My life isn't objectively bad. I have options, but I am so tired of trying. I am on a LOA for mental health and plan to quit as soon as my leave is over. My job is high stress dealing with people's lives and my anxiety and OCD means I am constantly doubting myself and while busy doubting my self I make legitimate mistakes
My living plan is to quit, cash out my 401k, sell my house, and move back in with my parents after living away since I was 18. I will have enough money to live off for at least two years before I have to get a job. But, if I take this path I will try to find employment ASAP. I am currently 43 y/o. My parents said they are ok with me moving back home, but have said some things "jokingly" that make me question how much they actually want me there. Maybe it's my current frame of mind that makes me feel rejected by my parents. I think they are more worried I am making a regrettable decision to quit my career and selling my house. I don't talk about my feelings with my parents. I cannot say to them that this job is slowly killing me mentally, emotionally, and physically. I can't afford to quit my job and keep my house.
I always assumed I would have to eventually move back to home to care for them. My husband died seven years ago and I have no kids. My sister has her hands full w/ her adult kids and her grandchildren. With me being the one w/o a life, I was more than willing to move back to help out. At least I would have a noble purpose for continuing this wretched life.
My CTB plan is still to cash out 401k, sell house, maybe have a good time for once, then end it. I want to drive to the beach, get a nice hotel room, maybe gamble, smoke weed, have a nice time, pop all my klonopin, then shoot myself as the sun comes up. I have a gun but it's a .380. That's a small caliber, but I plan to take blood thinners before so I will bleed out quickly if the gun doesn't do enough. I might should buy a higher power like a .38 to increase success, plus, I can't kill myself with the gun that was gifted to me by my parents.

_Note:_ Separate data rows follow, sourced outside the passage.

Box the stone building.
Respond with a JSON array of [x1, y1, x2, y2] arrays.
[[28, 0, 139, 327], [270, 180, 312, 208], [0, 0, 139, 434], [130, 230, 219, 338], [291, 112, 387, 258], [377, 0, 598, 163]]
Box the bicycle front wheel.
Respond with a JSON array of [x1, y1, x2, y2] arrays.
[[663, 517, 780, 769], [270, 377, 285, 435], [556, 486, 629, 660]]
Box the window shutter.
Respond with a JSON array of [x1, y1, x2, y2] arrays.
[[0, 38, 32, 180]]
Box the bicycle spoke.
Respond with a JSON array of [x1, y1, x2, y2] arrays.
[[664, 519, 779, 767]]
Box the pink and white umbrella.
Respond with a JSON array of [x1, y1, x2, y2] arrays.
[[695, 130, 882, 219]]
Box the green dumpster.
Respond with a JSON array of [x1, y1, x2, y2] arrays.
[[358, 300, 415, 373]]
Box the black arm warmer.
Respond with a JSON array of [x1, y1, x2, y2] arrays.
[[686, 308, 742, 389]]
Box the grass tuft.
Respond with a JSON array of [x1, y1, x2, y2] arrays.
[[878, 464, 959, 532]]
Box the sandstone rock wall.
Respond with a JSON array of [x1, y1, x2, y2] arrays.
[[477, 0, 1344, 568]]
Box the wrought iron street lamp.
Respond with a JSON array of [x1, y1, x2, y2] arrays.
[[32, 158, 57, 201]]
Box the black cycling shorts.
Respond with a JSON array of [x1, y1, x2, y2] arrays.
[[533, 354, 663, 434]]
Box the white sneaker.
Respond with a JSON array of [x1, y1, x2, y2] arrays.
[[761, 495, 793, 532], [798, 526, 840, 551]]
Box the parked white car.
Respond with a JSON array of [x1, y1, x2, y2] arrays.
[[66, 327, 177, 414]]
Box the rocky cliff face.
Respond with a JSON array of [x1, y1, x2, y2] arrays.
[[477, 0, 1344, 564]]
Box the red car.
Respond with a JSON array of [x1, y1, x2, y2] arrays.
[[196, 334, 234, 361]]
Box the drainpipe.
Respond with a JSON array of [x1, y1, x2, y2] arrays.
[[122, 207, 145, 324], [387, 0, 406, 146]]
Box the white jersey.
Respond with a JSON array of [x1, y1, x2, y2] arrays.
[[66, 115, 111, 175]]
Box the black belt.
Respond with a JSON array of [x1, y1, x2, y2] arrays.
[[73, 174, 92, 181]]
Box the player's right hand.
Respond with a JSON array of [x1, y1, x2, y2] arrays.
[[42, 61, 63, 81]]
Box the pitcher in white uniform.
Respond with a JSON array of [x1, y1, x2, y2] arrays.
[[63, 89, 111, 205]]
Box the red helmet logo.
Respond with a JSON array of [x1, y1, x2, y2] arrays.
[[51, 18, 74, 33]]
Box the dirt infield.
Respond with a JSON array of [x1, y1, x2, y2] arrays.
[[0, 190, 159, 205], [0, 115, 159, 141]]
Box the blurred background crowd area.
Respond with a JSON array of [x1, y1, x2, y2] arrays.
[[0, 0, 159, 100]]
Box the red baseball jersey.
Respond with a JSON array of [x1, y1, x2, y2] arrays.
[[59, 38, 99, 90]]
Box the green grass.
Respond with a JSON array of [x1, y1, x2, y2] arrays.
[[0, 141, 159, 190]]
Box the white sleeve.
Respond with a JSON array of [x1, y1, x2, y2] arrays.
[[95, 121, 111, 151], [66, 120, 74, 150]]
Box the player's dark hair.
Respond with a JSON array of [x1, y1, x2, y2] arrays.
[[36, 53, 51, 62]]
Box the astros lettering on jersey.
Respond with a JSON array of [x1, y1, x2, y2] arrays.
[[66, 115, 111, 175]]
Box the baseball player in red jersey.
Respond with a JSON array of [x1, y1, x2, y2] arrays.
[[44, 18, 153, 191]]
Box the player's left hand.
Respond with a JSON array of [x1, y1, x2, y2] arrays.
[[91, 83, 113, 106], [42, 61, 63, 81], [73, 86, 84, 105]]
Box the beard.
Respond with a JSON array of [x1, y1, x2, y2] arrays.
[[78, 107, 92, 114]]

I am trying to hang on long enough to get my affairs in order. I told the lady who runs the rescue I got my dog from 5 years ago that I have a disease that will most likely kill me (not technically a lie) and my dying wish is that my dog is only sent to the safest trustworthy home. I am still waiting on her reply, but I will do nothing until I make sure he has the best home. I contemplated taking him with me b/c that way I can be sure he'll never know hunger or pain or be mistreated. But I could never bring myself to harm him.
If done correctly, w/ my house proceeds, 401k, and possible insurance payout (I am way past the 2 year suicide clause), I would leave behind over 300k to my parents. They have money so they'd probably give it to my sister and her family, which I am more than fine with. I just don't know if I will be able to hold out that long.
I don't believe it's a "sin" to CTB. But, I do feel it's a sin to leave my family to deal with aftermath of my death. It's a pain I wouldn't want to inflict on my parents-who are good people and do care for me. I know no matter how much money I leave behind, or how well written my suicide note is, it won't make a difference in their pain. My mom has commented more than once someone she knows whose son committed suicide and every time she saw her the woman was like a walking corpse, like she died the day her son did but her body just doesn't realize it yet. I feel that's my mom's indirect way of telling me that she would be like that woman if something were to happen to me or my sister.
I have contemplated other methods but firearms seem the easiest and most likely to succeed. I live in a red state so I can get a new gun the same day. I just wish it wasn't messy.
If you've read this far, thank you. Just putting my actual thoughts out in the open helps a great deal.